To overcome these limitations on their number knowledge, children must learn to connect groups of objects or events to symbolically expressed numbers. For instance, a child must learn to connect 12 dots with the spoken number name “twelve” and to connect seven tolls of a bell with the written numeral “7.” Making these connections is one of the most important mathematical competencies children are asked to acquire during the preschool and early elementary school years. One of the most common learning tasks given young children is to determine the number of objects in a set, either by visual recognition (subitizing) or by counting (Gelman & Gallistel, 1978; Trick & Pylyshyn, 2003). Other important challenges during the early school years include acquiring skills relevant to cardinality, such as recognizing and generating the number symbols that accompany sets of a particular size, and skills relevant to ordinality, such as identifying the larger of two numbers.
Beyond learning number names and counting routines, research has shown that verbal representations of numbers are linked to spatial representations, and that this linkage plays an important role in numerical understanding (Ansari, 2008; Hubbard, Piazza, Pinel, & Dehaene, 2005; Siegler & Ramani, 2009). At the neural level, a circuit connecting the prefrontal cortex and an area in the parietal lobe known as the horizontal intraparietal sulcus (HIPS) area has been found to be crucial for these linked representations (Nieder & Dehaene, 2009; Dehaene, Molko, Cohen, & Wilson, 2004; Hubbard & McCandliss, 2011). At the behavioral level, how precisely the verbal and spatial representations of number are linked is related to both preschool and elementary school children‘s arithmetic skills, and to elementary school children‘s overall math achievement test scores (Booth & Siegler, 2006; 2008; Geary, Hoard, Byrd-Craven, Nugent, & Numtee, 2007).

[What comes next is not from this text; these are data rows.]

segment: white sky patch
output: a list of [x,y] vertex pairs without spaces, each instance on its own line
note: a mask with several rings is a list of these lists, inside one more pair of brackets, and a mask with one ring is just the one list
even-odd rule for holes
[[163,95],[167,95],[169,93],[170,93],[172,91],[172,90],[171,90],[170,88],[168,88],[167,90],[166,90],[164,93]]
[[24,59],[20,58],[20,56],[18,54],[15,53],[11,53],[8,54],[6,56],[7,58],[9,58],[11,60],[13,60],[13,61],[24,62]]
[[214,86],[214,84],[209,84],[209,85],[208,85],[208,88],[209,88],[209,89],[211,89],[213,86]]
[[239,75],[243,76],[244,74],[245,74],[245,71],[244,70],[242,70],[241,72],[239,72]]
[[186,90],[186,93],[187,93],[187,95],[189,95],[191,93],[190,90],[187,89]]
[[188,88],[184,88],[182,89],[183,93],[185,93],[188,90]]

We developed an adaptive iPad-based game for preschool children that works on basic numeracy skills in conjunction with working memory skills. The game begins with simple counting of sets of objects and matching sets to numerals. At first, the learner is presented with a set of objects arranged like the dots on a domino, and asked to select the matching numeral (numbers 1-6). Next, the learner is presented with several sets of
objects arranged in a 10-frame, and asked to select the correct set associated with a given numeral (numbers 3-10). In the next higher levels of the game, the learner is presented with an array of numerals and sets. The sets are represented as spots on a ladybug (numbers 1-6, domino pattern) or on a caterpillar (numbers 1-10, 10-frame pattern). The learners is asked to match all the numerals to the appropriate sets when both numerals and sets are visible until matched. In the highest levels of the game the bugs and numerals are hidden under leaves and can only be exposed one at a time. In this condition accurate matching of numerals to number counts requires working memory recall of the visual-spatial locations of the matching items, as well as counting and numeral identification.
At two public schools, 65 students (48 pre-kindergarten students and 17 kindergarten students) worked with our iPad-based number game for an average of 15 days, spending roughly 10 minutes each day on the number game. For pre-kindergarten students the average total number of trials was 805, while for kindergarten students the average number of trials was 1484. Feedback was provided on each error in the form of both verbal and visual information indicating when an error was made. In some cases, the student was given a second try with additional verbal supports.
Major performance differences were seen between pre-kindergarten students and kindergarten students, with a much larger percentage of the kindergarten students advancing to higher completion levels. Data was collected for each learning trial, and our analysis of the data suggests that providing additional supports immediately after the first error may not be the best strategy to support learning in younger students. Other differences were seen among those students (17 pre-kindergarten students and 14 kindergarten students) who were able to master the game. On average, the pre-kindergarten students required 738 learning trials to pass the highest stage, whereas the kindergarten students required only 563 learning trials.